Let $X$ and $A$ be topological spaces. Endow $X\times X$ with the product topology. Let $$f\colon X\times X\to A$$ be a (not necessarily continuous) map.
For each $x\in X$, define functions $f_{1,x},f_{2,x}\colon X\to A$ by $$f_{1,x}(y)=f(x,y),$$ $$f_{2,x}(y)=f(y,x).$$
Question: Is it true that $f$ is continuous if and only if $f_{1,x}$ and $f_{2,x}$ are continuous for all $x\in X$?
Comment: I can see one direction, namely if $f$ is continuous, then so are $f_{1,x}$ and $f_{2,x}$ for all $x$, but I'm not sure about the other direction.
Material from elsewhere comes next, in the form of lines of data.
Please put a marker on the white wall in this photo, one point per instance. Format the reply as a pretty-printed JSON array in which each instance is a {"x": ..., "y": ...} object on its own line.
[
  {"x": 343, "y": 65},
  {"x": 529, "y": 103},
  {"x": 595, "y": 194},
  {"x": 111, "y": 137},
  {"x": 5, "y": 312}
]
No, that is not enough. The basic problem is that $f_{1, x}$ and $f_{2, x}$ tells you only "continuity in horizontal" and on vertical, and so $f$ might have a "diagonal discontinuity". This is informal, but gives the correct idea.
A counterexample is the following. Let $X=[0, 1]$, and $$ f(x, y)=\begin{cases} 0 & x=0 \text{ or }y=0, \\ \frac{xy}{(x+y)^3} & \text{otherwise} \end{cases} $$ Note that $f$ is not coninuous at $(0,0)$: $f(0,0)=0$ but $f(t,t)=1/8t$ for $t>0$, which diverges.
Now, let's showthat $f_{1,x}$ and $f_{2,x}$ are continuous. By symmetry we will only check the first one. For $x=0$, we have that $f_{1,0}=0$, so there is nothing to check. Otherwise, $$ f_{1,x}(y) = \begin{cases} 0 & y=0 \\ \frac{xy}{(x+y)^3} & y\neq 0. \end{cases} $$ This is clearly continuous for $y\neq 0$ (as $x+y\neq 0$), and for $y =0$ the limit $\lim_{y \to 0} \frac{xy}{(x+y)^3}=\frac{0}{x^3}=0$ as $x \neq 0$.
We get that $f$ is not continuous but the $f_{1,x}, f_{2,x}$ are.